Thursday, 10 June, 1999

By Joanna Newman

CHRONIC oversupply continues to plague the US pig industry and analysts warn that the market could see a repeat of 1998 unless demand picks up substantially.

Producers are clutching at hopes that an imminent political breakthrough in Kosovo could lead to more US food-aid to Russia, which could help shift Americas record-high frozen pork inventories.

Since the 13% drop in lean hog futures during May, the Chicago contracts have managed to hold steady in early June.

The Chicago June lean hog contract closed at 51.1 cents/lb on Tuesday, 8 June, almost unchanged from 51.5 cents a week earlier. There is still considerable nervousness over the short-term outlook for prices.

Futures prices are trading at a substantial premium to the cash equivalent.

Commentators argue that given the poor market fundamentals, futures are more likely to drop to meet cash, to close the differential with the derivatives.
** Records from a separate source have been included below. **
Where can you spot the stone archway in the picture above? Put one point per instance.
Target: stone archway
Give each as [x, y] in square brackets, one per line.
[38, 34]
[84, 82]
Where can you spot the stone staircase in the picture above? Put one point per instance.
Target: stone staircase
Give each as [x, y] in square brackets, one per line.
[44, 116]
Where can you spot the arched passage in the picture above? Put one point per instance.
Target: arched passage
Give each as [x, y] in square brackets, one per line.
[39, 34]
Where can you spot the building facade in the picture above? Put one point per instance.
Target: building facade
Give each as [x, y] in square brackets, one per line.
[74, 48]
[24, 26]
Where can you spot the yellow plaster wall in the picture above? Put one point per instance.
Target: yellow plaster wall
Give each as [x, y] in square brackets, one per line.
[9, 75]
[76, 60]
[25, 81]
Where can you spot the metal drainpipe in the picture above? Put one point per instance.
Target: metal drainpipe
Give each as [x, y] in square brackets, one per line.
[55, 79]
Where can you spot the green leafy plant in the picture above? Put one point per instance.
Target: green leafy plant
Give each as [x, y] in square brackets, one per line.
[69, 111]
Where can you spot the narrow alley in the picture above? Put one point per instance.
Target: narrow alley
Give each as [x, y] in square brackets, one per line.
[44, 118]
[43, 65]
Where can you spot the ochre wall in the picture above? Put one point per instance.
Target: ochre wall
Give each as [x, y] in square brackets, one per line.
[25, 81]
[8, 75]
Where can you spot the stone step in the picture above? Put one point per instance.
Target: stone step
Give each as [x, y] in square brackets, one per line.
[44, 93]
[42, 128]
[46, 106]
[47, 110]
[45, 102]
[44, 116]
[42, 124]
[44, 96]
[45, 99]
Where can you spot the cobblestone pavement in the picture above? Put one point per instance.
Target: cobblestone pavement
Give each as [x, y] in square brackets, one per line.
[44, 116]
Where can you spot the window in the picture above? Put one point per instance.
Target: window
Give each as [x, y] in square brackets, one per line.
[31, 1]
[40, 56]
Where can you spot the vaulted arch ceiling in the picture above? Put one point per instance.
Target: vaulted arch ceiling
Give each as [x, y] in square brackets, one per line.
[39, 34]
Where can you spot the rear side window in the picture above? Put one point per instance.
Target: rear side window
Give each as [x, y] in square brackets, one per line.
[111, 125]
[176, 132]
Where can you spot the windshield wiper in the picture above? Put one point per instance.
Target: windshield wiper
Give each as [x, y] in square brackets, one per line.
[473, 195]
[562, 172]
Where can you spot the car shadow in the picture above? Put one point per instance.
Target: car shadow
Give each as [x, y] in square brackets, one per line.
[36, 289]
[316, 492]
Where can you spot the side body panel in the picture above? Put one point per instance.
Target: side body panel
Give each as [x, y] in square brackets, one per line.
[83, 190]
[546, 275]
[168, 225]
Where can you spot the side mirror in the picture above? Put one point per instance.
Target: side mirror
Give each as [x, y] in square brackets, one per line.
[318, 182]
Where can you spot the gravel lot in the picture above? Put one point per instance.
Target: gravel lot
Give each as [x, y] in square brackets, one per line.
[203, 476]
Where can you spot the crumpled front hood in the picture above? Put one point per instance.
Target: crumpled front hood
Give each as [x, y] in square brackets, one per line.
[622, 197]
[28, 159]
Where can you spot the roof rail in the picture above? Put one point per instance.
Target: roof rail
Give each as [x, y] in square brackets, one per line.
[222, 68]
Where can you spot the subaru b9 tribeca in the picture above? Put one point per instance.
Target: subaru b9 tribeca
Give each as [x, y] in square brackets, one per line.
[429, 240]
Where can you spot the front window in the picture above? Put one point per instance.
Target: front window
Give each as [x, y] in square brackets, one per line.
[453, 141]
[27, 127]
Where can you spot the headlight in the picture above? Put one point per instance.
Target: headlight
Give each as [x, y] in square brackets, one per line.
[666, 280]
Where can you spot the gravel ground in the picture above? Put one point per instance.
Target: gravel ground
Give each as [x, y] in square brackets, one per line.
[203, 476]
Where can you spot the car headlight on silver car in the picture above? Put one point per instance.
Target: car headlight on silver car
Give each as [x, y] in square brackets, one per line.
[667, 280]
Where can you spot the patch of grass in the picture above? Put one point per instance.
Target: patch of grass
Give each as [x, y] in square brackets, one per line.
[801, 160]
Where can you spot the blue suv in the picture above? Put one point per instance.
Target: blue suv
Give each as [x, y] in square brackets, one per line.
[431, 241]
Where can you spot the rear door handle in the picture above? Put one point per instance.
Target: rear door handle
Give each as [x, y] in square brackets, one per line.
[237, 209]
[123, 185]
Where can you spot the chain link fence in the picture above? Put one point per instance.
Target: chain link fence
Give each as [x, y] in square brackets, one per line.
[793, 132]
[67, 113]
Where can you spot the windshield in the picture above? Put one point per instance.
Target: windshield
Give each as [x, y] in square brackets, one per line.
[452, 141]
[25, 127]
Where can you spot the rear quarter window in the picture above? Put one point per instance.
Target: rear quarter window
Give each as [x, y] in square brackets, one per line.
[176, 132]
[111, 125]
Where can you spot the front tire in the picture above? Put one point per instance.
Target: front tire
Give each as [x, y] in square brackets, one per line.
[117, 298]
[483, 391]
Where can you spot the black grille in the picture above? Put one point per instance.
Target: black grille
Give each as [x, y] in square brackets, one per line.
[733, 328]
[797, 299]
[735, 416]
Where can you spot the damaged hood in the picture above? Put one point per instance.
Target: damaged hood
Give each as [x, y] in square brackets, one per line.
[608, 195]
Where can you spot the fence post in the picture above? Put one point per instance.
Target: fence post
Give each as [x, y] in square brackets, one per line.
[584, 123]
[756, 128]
On a more positive note, the jump in beef and cattle prices in recent weeks has made pork more competitive at the retail end of the chain and pork may be able to snatch market-share from beef this summer.

This trend may be encouraging packers to accept higher offers for market-ready pigs.

Slaughterhouses are paying 48.0-48.5 cents/lb on a cash basis for live pigs, up one cent from a week ago.